AMERICAN POLARIZATIONS D



Participant Backgrounds

 

Linda Greenhouse spent 40 years at the New York Times, the last 30 covering the U.S. Supreme Court. In 2009, she embarked on a new career, teaching full time at Yale Law School and writing a biweekly op ed column for the Times web site. She is the author of five books, the most recent a memoir, “Just a Journalist,” published in 2017 by Harvard University Press. She served on the Harvard Board of Overseers from 2009-2015 and is currently president of the American Philosophical Society.

 

Laura Shapiro, who finds it a little weird to be writing about herself in the third person, was one of the founders of The Real Paper, a Cambridge-based alternative weekly that flourished, more or less, through the 1970s. She covered dance, books, and especially the women’s movement; and it was this last that became her chief fetish. Later she spent fifteen years at Newsweek, where she began to focus on food -- not such a departure from the women’s movement as it may seem, since she believed then and still does that if you’re looking at the kitchen, you are looking at women whether you see them or not. She’s published four books about women and culinary history, most recently What She Ate: Six Remarkable Women and the Food That Tells Their Stories, which came out in 2017 and will soon appear in paperback.

 

Andrew Tobias served as treasurer of the Democratic National Committee from 1999 through 2017.  A contributor to New York Magazine, Esquire, and Time, among others over the years, his books include The Only Investment Guide You’ll Ever Need, The Invisible Bankers: Everything the Insurance Industry Never Wanted You to Know, and The Best Little Boy In the World. His software, Managing Your Money, pre-dated Quicken. He claims to have invented (but forgotten to patent) the password hint.

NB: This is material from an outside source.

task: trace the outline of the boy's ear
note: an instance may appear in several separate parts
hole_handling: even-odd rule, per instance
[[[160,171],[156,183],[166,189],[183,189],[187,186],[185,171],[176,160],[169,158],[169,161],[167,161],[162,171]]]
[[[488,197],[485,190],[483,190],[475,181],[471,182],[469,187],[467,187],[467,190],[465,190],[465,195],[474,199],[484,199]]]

After a 7 year tour of Washington DC (with the US Navy, on the National Security Council staff, and staff of the Senate Intelligence Committee), Peter Zimmerman returned to Harvard to the Kennedy School for graduate study. He never left. Over the past 40 years, he contributed to the Kennedy School’s development as an administrator and member of the faculty and he continues teaching in retirement.